Le Caprice restaurant features an eat-in bar, where people, especially if they travel by themselves, feel more comfortable rather than sitting alone at a restaurant table. Previously, The Café Pierre had the bar in the front and the restaurant in the back and, having to incorporate both spaces into the new Le Caprice, we realized that we needed to find space for a bar elsewhere in the hotel. There has always been a wonderful room right off the lobby that used to be the executive office for many years, and it maintains some of the original details and moldings, so it was an easy choice to put a bar in there and enhance the feel of the lobby. It was meant to be a lounge/bar where people during the day can meet with friends for coffee, and in the evening, have a wonderful bar atmosphere.
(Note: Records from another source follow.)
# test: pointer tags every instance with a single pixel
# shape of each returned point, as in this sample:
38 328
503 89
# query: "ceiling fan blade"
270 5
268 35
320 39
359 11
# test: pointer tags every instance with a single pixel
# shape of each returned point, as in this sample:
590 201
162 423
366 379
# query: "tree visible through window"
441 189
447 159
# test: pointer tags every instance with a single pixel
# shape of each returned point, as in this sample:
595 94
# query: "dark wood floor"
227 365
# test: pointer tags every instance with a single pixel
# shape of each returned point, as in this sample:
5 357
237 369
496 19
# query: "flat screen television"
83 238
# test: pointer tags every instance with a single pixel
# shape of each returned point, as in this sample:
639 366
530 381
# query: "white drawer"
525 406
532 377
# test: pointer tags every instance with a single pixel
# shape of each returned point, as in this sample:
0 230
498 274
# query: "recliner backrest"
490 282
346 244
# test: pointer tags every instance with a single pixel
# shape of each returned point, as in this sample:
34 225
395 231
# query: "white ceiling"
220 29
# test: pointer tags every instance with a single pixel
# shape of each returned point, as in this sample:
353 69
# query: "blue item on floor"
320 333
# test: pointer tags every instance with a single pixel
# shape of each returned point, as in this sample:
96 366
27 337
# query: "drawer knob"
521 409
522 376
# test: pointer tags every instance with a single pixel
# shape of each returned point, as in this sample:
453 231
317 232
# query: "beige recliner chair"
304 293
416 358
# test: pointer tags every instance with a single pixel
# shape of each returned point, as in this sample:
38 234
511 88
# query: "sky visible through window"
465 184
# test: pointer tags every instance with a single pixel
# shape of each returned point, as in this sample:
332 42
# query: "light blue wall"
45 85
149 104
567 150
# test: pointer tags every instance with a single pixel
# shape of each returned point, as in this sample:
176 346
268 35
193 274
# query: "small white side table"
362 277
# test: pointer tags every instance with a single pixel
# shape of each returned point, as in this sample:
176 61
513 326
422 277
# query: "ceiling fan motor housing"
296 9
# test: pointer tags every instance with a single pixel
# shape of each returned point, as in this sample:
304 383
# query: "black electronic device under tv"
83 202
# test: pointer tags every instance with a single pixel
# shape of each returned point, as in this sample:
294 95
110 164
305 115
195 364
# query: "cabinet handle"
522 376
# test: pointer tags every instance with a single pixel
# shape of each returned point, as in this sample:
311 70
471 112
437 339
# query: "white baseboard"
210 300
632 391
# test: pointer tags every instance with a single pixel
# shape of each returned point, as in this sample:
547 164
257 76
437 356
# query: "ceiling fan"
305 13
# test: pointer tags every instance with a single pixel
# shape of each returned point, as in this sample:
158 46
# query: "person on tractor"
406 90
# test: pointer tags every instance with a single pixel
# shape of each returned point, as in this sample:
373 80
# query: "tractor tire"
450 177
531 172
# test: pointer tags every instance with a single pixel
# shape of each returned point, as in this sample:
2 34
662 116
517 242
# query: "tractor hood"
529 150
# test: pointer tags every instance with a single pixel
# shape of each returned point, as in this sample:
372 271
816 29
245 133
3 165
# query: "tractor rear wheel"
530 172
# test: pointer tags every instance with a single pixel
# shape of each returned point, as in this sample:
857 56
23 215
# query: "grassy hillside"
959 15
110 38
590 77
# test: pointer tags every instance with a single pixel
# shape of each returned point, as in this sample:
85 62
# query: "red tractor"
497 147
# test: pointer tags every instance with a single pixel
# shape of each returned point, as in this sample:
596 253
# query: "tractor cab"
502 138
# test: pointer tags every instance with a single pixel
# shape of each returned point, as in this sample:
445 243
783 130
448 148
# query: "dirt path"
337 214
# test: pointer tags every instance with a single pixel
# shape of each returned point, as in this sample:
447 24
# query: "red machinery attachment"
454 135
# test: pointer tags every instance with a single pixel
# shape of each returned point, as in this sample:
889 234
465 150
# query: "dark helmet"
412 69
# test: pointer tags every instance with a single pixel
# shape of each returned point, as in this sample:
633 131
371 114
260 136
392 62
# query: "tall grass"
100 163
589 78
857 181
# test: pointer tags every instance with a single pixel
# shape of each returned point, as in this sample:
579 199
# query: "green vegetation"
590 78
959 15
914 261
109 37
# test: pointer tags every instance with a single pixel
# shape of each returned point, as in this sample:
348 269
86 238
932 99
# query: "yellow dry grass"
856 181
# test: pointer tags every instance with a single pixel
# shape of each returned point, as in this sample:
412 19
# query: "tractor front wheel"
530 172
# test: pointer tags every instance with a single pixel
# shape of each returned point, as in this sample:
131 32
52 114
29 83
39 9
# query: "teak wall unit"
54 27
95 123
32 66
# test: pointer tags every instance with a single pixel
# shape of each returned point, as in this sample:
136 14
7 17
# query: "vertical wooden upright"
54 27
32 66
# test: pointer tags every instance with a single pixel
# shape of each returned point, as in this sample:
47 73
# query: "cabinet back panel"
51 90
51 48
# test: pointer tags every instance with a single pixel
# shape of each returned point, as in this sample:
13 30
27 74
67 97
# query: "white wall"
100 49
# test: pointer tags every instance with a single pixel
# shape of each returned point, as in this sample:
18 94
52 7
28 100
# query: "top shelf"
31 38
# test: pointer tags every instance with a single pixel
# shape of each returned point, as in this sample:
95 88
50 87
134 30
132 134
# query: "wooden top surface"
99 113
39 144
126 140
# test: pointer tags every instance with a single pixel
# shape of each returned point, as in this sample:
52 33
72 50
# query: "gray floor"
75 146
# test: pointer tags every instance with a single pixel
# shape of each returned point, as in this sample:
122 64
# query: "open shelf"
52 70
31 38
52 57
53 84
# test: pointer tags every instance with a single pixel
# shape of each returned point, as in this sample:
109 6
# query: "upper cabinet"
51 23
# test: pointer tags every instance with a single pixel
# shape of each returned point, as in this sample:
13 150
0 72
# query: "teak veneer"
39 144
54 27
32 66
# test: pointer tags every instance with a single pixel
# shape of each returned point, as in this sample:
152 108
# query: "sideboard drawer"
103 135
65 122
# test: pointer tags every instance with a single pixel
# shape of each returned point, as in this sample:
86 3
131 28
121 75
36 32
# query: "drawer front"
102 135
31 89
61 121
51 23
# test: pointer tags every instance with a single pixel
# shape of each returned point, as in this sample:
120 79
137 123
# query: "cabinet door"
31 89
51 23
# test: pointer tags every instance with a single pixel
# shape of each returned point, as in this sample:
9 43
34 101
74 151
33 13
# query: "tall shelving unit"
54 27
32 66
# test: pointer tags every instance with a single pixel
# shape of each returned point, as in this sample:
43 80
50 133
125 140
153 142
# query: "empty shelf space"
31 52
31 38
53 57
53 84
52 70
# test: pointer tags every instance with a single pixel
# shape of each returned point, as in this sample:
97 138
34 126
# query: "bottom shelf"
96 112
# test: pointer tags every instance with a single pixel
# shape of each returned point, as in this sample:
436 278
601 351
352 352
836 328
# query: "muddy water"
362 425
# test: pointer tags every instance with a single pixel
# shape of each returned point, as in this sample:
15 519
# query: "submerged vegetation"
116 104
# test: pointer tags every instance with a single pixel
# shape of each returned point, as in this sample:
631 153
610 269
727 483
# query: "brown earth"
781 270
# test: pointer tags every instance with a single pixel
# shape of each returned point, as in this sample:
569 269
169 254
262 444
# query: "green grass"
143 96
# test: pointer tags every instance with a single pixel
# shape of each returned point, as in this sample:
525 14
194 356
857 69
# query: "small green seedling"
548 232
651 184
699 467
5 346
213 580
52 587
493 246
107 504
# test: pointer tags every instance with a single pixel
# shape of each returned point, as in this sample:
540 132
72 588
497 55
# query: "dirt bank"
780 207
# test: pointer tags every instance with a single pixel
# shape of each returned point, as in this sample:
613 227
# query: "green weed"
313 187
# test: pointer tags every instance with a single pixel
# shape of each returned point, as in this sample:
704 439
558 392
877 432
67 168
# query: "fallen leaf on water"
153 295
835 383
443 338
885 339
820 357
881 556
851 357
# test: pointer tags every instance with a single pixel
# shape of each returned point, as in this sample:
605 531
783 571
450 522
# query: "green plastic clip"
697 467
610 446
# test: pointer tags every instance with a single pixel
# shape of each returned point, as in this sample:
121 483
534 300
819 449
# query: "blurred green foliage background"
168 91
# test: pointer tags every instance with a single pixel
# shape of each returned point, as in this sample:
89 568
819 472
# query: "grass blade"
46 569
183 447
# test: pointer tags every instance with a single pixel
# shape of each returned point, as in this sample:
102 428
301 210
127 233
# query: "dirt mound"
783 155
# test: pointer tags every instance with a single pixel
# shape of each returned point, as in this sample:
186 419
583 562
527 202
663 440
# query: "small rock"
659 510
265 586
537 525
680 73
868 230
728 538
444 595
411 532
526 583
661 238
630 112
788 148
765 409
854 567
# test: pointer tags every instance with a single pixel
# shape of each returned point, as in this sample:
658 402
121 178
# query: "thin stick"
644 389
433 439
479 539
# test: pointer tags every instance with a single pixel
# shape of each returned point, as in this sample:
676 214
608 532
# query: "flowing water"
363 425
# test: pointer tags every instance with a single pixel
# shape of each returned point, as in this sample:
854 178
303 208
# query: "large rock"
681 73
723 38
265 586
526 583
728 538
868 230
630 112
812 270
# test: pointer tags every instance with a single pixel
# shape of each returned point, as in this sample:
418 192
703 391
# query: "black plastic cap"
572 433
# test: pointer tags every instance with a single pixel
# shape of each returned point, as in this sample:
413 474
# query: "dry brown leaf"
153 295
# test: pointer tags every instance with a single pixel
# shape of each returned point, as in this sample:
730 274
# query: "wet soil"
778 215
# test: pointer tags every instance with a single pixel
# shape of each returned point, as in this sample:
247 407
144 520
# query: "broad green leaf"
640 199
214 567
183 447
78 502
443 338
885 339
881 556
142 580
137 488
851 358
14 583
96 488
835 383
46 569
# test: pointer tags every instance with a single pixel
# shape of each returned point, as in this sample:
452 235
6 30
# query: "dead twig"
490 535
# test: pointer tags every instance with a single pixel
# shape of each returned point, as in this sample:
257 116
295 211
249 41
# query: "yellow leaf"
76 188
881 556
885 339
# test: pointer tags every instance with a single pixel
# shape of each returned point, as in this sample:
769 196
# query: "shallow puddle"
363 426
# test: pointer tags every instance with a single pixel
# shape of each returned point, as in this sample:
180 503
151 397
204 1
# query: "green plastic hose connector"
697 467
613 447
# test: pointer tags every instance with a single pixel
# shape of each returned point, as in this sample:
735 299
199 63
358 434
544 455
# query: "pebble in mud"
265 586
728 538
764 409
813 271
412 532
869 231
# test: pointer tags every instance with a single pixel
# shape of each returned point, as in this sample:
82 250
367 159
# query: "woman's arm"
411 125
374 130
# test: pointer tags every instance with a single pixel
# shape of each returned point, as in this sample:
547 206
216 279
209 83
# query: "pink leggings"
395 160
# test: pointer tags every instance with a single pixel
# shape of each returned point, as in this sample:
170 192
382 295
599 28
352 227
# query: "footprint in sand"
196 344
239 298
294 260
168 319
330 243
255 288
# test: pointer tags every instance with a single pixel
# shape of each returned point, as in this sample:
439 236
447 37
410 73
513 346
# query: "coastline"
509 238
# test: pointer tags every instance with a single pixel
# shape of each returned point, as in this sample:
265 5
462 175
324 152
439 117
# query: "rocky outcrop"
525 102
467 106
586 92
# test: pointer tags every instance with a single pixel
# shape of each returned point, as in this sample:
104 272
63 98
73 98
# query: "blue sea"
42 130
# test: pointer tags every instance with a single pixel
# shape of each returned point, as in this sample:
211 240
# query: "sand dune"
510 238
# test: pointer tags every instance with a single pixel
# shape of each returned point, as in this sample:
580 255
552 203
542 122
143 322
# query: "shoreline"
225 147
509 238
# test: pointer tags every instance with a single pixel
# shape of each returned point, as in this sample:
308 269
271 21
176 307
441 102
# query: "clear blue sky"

With so many loyal guests over the years, how critical has it been to retain the talent that has been with The Pierre for many years?

Very important. In the end, it’s all about recognition and having the sense of homecoming for many of our loyal guests. If you have an organization like this – and Taj is an organization that is definitely going to grow further in the states and in the Western world – it’s great to not just keep talent but also to develop talent for new positions and challenges at The Pierre or in the other properties we have.